As a child growing up in the city, I loved watching construction projects. I could stand for hours on a sidewalk, enamored by the equipment used to erect massive structures and by all the engineering details necessary to ensure that the integrity of the building is perfect, and of course up to code.


An important component of any construction project is the need to lift things up. Whether it’s a crane lifting pallets of concrete and lumber stories up in the air, or even workers simply hoisting objects up on their shoulders. Without lifting and moving things, nothing gets done.


But here’s the thing about lifting objects: the cranes or the forklifts, or even the workers, never grab the objects from the top; they always start from the bottom. If they attempted to lift the object from the top, they wouldn’t get very far, because the dead weight at the bottom wouldn't budge. But when the lifting occurs at the bottom, when the focus is on the lowest part of the object, then the entire object can be easily lifted. So when something needs to be raised several stories up in the air, it is strapped from its underside before it can go up. Because when you lift from the bottom, you’re actually lifting the entire object.


The Lubavitcher Rebbe often used this as a metaphor for ensuring the stability and integrity of the Jewish people. As the saying goes, you’re only as strong as your weakest link. In order to ensure that the Jewish nation remains strong and that we continue to rise up above all our challenges, we need to be lifted from the bottom; we must focus on the weakest link — on those who others have neglected and forgotten, such as inmates in the prison system. It’s easy to write them off as bottom dwellers and not deserving of our attention, or at least not as the primary goal of our mission. Yet the Rebbe taught us exactly the opposite: The stability of the entire Jewish nation depends on those at the bottom. And when they are lifted, everyone rises up as well.

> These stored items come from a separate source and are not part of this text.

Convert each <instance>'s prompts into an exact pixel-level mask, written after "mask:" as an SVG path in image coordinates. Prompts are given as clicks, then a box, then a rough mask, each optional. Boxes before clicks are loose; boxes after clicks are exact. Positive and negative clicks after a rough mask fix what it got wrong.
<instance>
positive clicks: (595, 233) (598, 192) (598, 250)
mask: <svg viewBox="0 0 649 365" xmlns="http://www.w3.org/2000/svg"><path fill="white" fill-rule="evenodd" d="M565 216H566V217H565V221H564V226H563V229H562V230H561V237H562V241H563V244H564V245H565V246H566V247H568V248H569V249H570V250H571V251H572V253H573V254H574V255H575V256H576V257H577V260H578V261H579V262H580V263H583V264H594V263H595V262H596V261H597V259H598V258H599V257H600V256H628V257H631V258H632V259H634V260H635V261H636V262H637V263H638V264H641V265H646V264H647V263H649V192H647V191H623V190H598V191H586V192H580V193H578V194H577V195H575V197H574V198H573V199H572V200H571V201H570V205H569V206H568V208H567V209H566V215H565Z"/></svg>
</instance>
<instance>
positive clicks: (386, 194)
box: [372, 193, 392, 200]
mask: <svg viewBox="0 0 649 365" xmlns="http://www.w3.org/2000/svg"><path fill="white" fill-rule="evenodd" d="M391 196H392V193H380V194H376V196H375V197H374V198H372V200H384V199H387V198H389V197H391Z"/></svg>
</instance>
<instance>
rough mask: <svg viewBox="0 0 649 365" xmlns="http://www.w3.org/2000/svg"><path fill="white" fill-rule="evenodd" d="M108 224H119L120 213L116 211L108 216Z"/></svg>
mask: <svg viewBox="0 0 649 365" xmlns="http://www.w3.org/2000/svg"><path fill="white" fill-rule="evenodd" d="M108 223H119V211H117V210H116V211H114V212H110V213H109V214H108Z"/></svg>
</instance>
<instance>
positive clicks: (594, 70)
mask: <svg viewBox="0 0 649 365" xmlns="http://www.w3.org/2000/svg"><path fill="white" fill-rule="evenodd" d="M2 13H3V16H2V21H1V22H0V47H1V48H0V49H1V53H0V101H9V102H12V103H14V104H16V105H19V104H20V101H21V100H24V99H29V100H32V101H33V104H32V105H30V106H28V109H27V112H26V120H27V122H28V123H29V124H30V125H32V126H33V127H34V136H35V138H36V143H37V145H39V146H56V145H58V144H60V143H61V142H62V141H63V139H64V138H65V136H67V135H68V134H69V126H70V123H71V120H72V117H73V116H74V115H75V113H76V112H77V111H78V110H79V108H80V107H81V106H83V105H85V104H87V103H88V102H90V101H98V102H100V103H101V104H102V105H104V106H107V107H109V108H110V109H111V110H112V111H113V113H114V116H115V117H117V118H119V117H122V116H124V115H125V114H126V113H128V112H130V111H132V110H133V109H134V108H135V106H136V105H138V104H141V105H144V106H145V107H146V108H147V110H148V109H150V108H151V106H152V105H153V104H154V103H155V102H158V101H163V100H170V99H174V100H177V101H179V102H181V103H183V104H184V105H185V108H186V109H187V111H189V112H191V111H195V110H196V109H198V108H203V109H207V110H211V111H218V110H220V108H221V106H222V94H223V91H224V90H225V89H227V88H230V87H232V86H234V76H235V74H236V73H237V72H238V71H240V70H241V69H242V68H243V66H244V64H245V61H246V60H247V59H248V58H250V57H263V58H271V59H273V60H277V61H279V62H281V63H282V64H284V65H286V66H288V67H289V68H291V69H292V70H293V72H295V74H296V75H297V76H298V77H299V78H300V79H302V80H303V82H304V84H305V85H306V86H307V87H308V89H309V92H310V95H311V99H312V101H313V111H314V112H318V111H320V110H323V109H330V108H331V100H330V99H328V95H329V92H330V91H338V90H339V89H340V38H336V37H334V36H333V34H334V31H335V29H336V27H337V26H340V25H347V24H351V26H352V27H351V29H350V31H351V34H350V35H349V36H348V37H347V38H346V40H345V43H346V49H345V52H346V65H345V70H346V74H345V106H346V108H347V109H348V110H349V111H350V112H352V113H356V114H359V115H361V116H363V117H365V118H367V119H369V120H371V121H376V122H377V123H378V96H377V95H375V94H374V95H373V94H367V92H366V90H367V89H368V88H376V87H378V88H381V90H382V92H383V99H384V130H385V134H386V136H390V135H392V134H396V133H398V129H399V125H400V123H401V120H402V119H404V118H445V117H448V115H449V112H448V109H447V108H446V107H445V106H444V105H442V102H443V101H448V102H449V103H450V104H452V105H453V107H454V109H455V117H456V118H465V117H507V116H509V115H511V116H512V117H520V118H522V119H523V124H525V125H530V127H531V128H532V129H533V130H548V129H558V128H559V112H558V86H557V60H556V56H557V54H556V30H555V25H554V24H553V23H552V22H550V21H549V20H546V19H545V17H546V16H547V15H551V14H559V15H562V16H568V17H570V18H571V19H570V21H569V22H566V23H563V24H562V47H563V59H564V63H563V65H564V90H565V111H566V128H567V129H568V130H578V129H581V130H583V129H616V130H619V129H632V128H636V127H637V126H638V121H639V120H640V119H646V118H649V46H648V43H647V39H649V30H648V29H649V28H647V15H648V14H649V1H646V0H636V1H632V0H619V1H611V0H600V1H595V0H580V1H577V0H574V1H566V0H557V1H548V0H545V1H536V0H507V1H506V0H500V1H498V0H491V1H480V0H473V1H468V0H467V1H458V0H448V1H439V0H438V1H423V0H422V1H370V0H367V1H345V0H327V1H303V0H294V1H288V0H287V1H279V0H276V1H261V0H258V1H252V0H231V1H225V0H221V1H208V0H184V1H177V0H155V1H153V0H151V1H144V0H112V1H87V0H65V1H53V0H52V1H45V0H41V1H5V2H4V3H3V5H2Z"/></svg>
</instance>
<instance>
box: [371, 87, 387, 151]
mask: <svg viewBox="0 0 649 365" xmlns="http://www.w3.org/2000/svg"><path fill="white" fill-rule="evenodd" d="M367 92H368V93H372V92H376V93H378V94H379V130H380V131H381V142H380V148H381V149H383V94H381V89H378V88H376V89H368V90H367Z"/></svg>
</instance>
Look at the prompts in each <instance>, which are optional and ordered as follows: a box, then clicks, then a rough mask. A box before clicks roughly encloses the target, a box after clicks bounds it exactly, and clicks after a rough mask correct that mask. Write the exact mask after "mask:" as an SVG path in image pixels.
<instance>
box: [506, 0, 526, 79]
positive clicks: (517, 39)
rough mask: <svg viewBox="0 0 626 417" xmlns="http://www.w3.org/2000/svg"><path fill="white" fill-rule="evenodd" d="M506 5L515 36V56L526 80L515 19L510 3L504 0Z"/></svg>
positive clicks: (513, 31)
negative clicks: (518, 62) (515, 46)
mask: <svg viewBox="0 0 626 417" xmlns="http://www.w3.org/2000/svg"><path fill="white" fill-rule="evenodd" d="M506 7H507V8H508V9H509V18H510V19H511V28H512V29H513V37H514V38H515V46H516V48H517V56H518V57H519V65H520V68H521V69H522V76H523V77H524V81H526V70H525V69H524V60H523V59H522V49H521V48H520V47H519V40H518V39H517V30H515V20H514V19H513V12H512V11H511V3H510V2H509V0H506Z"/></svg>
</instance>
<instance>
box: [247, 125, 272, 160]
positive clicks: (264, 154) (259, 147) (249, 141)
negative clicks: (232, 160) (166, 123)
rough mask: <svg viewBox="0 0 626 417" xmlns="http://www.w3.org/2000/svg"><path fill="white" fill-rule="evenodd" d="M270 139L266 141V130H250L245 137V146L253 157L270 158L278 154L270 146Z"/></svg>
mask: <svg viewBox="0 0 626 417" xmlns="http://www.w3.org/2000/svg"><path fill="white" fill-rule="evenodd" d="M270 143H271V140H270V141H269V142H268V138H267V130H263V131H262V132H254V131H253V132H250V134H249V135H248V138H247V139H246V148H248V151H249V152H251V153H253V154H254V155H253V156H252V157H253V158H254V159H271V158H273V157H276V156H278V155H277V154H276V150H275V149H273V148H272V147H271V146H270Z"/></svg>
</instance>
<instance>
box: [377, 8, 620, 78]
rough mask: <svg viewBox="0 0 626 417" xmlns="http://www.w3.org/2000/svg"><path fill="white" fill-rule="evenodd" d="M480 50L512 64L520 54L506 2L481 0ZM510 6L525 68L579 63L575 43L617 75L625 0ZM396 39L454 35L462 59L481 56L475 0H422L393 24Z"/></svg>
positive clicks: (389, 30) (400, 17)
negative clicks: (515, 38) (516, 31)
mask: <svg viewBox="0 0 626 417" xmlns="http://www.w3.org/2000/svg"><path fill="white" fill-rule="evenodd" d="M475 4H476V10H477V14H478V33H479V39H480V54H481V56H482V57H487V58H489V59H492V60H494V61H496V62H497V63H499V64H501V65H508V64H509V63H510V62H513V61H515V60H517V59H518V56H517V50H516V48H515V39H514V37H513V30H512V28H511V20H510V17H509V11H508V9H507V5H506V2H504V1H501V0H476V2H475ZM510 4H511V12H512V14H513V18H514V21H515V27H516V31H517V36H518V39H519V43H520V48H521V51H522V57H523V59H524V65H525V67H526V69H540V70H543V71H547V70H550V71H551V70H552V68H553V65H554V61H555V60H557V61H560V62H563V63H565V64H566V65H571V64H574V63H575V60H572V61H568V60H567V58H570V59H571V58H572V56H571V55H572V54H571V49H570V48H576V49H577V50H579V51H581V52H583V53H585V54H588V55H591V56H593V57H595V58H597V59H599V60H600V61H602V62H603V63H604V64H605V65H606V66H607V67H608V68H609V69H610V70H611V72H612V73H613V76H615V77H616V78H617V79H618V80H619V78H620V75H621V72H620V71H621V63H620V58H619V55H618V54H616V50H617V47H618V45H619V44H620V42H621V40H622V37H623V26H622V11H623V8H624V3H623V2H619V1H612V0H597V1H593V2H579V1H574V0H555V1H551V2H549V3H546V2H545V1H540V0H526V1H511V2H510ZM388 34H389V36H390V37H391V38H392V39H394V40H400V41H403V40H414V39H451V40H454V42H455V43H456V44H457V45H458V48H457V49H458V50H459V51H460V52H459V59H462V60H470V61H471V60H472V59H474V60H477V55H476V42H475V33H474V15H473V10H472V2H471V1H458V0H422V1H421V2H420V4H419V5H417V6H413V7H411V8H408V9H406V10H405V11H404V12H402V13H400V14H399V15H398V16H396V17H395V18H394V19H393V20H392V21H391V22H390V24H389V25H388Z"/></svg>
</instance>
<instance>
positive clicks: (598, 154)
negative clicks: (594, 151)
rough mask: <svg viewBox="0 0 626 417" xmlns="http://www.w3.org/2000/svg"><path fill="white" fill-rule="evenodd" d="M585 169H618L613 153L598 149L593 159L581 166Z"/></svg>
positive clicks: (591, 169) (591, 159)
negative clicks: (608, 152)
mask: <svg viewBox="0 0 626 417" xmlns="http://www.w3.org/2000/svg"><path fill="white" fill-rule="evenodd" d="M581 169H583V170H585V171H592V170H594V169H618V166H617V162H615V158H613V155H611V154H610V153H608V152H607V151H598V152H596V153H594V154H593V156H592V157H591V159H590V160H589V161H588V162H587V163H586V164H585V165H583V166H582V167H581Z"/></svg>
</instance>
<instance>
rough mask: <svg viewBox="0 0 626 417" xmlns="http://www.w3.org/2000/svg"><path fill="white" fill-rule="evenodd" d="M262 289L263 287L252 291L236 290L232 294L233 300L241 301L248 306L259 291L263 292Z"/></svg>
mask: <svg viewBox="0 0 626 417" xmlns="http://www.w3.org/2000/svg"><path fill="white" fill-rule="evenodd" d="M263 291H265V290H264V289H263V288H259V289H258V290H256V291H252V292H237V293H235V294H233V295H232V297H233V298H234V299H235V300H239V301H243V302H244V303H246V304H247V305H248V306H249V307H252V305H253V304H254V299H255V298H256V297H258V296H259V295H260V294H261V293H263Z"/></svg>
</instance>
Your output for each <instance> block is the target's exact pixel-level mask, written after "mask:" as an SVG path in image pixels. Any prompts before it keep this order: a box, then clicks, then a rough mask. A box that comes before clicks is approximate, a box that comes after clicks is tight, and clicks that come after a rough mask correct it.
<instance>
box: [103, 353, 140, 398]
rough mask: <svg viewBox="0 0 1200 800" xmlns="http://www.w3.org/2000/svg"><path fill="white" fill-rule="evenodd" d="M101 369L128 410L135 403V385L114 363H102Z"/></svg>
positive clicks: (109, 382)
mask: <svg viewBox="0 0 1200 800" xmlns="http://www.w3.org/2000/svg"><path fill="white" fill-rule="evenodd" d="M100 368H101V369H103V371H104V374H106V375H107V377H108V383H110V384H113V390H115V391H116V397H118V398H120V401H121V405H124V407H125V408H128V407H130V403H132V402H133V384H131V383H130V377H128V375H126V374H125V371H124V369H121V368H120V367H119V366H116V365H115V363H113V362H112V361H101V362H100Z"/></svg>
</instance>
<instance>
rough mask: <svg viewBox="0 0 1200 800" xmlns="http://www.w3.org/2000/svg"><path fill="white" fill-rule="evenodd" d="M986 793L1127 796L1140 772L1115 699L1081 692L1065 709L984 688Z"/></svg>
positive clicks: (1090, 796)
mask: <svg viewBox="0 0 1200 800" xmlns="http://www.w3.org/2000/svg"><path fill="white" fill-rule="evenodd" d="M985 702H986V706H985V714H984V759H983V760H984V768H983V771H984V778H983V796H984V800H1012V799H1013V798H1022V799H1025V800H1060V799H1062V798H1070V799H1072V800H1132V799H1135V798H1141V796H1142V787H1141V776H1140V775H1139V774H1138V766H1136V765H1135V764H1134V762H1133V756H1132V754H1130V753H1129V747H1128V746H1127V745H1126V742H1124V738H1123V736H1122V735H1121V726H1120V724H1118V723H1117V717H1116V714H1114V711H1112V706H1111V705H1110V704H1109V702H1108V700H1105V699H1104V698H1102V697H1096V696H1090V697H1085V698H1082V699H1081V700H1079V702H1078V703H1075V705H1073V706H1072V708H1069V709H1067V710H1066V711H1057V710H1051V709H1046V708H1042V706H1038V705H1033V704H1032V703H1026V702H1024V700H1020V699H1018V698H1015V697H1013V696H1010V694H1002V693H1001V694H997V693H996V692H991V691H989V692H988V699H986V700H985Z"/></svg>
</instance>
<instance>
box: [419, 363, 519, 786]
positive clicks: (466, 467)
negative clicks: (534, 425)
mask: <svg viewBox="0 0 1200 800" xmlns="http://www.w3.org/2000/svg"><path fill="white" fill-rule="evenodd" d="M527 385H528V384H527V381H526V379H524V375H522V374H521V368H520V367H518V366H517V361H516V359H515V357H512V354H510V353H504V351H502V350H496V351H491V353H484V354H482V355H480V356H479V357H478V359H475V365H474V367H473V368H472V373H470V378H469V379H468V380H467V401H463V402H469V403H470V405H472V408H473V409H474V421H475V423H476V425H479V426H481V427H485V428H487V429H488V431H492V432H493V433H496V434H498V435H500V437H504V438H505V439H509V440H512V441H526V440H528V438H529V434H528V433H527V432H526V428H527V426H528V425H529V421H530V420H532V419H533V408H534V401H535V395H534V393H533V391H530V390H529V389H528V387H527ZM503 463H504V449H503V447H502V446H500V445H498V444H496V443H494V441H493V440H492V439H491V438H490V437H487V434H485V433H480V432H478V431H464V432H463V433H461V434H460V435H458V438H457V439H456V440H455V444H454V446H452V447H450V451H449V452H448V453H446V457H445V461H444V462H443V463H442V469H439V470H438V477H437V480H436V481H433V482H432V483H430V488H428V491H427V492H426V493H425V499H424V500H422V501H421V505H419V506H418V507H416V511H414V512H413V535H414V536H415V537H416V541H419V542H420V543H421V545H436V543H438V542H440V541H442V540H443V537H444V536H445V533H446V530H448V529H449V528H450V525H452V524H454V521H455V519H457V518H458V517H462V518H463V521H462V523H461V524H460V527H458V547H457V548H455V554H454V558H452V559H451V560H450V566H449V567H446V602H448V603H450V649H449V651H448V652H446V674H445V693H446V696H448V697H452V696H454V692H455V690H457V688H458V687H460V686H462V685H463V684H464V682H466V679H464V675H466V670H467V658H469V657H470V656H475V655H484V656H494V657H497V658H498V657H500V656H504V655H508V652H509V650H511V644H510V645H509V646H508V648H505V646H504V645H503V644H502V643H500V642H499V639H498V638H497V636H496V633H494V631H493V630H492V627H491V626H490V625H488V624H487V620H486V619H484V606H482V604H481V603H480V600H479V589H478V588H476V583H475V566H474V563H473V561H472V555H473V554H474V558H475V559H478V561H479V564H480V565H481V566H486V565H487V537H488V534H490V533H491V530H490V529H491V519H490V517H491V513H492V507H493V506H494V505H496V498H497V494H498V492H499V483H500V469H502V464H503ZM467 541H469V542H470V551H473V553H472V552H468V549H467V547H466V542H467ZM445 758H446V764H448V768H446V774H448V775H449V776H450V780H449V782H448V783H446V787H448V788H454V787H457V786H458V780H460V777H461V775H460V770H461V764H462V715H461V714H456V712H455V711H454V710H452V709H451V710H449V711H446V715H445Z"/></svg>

When the Torah instructs us to educate our children, specifically in the context of teaching them about our history starting from the exodus from Egypt, we are told not to wait until the child asks questions before we teach them. Sure, there will be wise children who ask all the good questions, and they certainly need to be addressed; but there will also always be those who don’t even know what to ask.


If that sounds familiar, it’s because you were paying attention at the Passover seder, where we mention the “four children” that attend the seder and who need to be educated.


Each of the four children is modeled after a different verse in the Torah instructing us to educate our kids. The child who “doesn’t even know how to ask” is based on the verse telling us to inform our children about the exodus, without the provision that it be in answer to their question. But that child is given the most attention, because by lifting that child all the others are lifted too. If the focus is entirely on the wise child who asks good questions, or even the wicked child who asks derisive questions, the lowest of the four will be forgotten. Instead, by focusing primarily on that child, the other children will learn that while asking questions is important, and at the end of the day, having faith and doing what we’re told is even greater.


When the Rebbe took over the leadership of Chabad-Lubavitch, on the 10th of Shevat in 1951, he stated that there are three things a Jew must love, and we cannot love one of them without loving the other two: Love of G-d, love of Torah, and love of your fellow Jew. This was the Rebbe’s message throughout the forty years of his leadership, and it continues to be the message of Chabad to this day. You can’t claim to love G-d and Torah without loving your fellow Jew.


And you can’t be selective about which Jew you love; you have to love and care for every single Jewish man and woman, especially those that might be considered the “bottom,” because all of Torah and all of Judaism depends on these special souls. So by lifting them and by allowing the flame of their souls to burn, we all become elevated, until we all experience the ultimate elevation, the coming of Moshiach — may it be in our times!